# Description of Swedish mortality data

In this notebook we will look at different ways of summarizing data on daily counts of deaths in Sweden. The data comes from [Statistics Sweden](https://www.scb.se/hitta-statistik/corona/corona-i-statistiken/#Statistik). The dataset we will work with has been edited and all the deaths without a determined date has been removed.
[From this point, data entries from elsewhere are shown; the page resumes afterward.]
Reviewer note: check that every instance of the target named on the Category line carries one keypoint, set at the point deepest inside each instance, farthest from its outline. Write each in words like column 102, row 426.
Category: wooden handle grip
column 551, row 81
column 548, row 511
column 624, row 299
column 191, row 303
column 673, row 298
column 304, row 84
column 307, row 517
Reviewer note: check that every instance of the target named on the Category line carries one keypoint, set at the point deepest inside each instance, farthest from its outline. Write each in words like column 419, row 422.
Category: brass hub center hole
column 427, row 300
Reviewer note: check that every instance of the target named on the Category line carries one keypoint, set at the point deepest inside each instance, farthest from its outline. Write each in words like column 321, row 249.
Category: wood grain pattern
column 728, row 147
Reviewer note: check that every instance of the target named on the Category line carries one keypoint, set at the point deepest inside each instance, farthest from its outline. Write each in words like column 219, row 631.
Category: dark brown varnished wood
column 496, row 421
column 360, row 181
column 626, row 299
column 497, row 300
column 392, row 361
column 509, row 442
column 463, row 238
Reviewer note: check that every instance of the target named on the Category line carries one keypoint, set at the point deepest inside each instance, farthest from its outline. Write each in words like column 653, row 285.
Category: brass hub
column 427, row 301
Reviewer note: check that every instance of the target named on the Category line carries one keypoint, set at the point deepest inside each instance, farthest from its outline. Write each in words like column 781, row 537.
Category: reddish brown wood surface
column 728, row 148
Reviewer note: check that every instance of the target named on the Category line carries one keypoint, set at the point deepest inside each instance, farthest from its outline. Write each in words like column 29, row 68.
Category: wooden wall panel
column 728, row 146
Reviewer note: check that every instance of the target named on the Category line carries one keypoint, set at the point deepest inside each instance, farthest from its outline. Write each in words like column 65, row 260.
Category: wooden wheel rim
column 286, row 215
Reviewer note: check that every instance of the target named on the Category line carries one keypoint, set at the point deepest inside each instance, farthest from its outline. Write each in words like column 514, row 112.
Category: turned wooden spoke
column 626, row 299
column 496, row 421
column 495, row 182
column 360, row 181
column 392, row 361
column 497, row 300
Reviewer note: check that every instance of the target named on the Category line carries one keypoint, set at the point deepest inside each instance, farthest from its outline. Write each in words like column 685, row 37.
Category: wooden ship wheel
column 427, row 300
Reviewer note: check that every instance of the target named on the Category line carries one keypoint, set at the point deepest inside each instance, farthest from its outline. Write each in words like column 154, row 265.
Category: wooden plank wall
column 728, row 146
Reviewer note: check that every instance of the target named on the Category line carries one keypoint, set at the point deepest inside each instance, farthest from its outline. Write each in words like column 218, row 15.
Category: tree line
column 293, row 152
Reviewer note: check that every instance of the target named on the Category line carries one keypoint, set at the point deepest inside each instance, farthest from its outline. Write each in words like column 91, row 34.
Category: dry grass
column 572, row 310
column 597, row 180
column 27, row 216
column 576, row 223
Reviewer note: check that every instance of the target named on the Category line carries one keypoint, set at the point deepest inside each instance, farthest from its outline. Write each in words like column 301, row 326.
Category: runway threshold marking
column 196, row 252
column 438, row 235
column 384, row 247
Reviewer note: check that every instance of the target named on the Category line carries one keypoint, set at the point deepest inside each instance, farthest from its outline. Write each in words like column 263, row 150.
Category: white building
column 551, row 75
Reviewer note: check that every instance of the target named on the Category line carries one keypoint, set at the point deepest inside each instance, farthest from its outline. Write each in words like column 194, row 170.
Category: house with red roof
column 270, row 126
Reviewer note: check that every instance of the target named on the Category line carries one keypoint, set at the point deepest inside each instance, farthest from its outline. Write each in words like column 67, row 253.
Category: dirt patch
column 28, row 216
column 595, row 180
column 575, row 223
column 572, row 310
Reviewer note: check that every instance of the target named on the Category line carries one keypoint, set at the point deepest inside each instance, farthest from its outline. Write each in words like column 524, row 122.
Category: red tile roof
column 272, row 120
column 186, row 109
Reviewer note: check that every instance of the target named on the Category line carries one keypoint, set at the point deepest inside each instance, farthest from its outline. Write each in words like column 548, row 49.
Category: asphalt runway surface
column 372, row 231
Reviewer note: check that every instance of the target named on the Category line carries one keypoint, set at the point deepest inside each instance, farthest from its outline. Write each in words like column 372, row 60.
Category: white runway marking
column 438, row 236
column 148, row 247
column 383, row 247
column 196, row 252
This means that the total number of death will be slightly lower than what it is in reality. 

Start by loading the dataset and printing the first few lines.

In [None]:
options(warn=-1)
require(dplyr)
require(ggplot2)
options(repr.plot.width=14, repr.plot.height=8)

data <- readRDS("mortality_data_from_SCB.rds")
head(data)

The dataset contains the daily counts of number of persons who have died in Sweden from 2015-01-01 to 2021-01-31. Perhaps we could look at the average number of deaths per day and the total per year.

In [None]:
data %>% filter(sex=="both" & agegr=="all") %>% mutate(year=format(date,"%Y")) %>% group_by(year) %>%summarize(mean_p_day=mean(count),sum_p_year=sum(count))

We might want to break it down by sex.

In [None]:
data %>% filter(sex!="both" & agegr=="all") %>% mutate(year=format(date,"%Y")) %>% group_by(sex,year) %>%summarize(mean_p_day=mean(count),sum_p_year=sum(count))

Such annual summaries are very common and useful, but they hide some aspects of the data. Let's look at average number of deaths per month.

In [None]:
data %>% filter(sex=="both" & agegr=="all" & date<"2021-01-01") %>% mutate(month=format(date,"%m")) %>% group_by(month) %>%summarize(death_p_month=sum(count))

Which months do more people die in these data? How big are the differences?

Next, let's try to visualize the data. We will make a smoothed plot of total number of deaths as a function time. 


In [None]:
## prepare a dataset for plotting
## first we make a suitable filter to smooth the time series
ker <- dnorm(seq(-5,5,length.out=15),0,2)
ker <- ker/sum(ker)
pdat<- data %>% filter(sex=="both" & agegr=="all") %>% mutate(fcount=stats::filter(count,ker)) 
ggplot(data=pdat,aes(x=date,y=fcount))+geom_line()+ylab("deaths per day")+xlab("calendar date") +theme_bw(base_size=18)